In my mind, there are three main, independent areas where client performance should be improved, so I'll write about each independently.
1. Animated meshes
There's been a lot of talk lately about extremely poor performance in larger fights. While I still haven't been able to reproduce anything close to the extreme levels that people have been talking about (1-2 FPS in a fight with a few tens of people), it seems safe to say that it's primarily a matter of animating the player characters involved.
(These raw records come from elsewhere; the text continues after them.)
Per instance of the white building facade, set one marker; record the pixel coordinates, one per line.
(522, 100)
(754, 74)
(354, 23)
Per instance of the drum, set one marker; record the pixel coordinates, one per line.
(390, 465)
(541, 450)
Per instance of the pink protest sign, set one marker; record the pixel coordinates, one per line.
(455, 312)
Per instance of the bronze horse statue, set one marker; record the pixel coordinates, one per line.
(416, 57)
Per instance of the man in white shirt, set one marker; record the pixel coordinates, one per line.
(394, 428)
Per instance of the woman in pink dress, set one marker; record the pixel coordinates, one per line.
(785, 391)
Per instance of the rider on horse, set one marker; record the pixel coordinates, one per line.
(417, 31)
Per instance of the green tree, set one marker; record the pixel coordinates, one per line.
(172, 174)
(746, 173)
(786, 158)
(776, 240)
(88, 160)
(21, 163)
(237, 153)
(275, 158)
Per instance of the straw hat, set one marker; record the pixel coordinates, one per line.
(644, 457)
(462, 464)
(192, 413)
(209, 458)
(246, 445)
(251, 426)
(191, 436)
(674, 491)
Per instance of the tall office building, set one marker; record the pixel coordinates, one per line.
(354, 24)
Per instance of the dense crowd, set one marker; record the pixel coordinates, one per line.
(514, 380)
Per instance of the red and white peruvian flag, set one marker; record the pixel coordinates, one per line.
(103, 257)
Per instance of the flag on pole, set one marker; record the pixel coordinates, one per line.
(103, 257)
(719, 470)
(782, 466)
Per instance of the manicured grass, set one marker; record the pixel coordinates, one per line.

Despite my lack of ability to reproduce those particular situations, I have on the other hand noted myself that large numbers of livestock are a big part of slowdowns in complex village scenes, so it seems like an area of particular urgency anyway, and I figure fixing one should have a good chance of fixing the other as well.
There have been ideas floating around that animated meshes can be fixed be combining several animated meshes into one, big, combined vertex buffer, so that they can be submitted with fewer draw calls; but in my profiling, the draw calls seems to be a fairly small part of the problem of animated meshes anyway, the vast majority of CPU time rather being spent in updating the actual vertices, which indicates to me that the vertex processing should be transferred to the GPU instead, along with instanced rendering to reduce the draw call overhead as well. I've long been confounded about instancing animated meshes, however, since the animation data that needs to be passed for each instance is far too big to fit into the vertex data.
However, I recently found an article on the subject by nVidia, from quite a few years ago. The model used in the article is far too simplistic to be applied to Haven (no multiple or blended animations, for instance), but the technique of passing data in textures inspired me a bit, and I believe I now have a fairly thought out idea about how animated meshes could be instanced by the Haven client, where the client still combines the animations and calculates the bone matrices on the CPU, and passes that data in a texture to the vertex shader.
It should be said that said technique is only applicable to skeletal animations (like players or livestock) rather than mesh animations (like beehives or hearth fires). I do have some embryo of an idea on how to instance the latter as well, but it is not at all as thought out yet. It should also be said that the mentioned technique requires the ability of the GPU to do texture fetches in the vertex shader, a capability that is available in all semi-modern GPUs, but I have noticed some people still using pretty ancient hardware to play Haven that is probably lacking said ability, such as GeForce 6xxx- or 7xxx-series cards (as distinct from 6xx or 7xx, mind you), so they may be left out in the cold after such an update.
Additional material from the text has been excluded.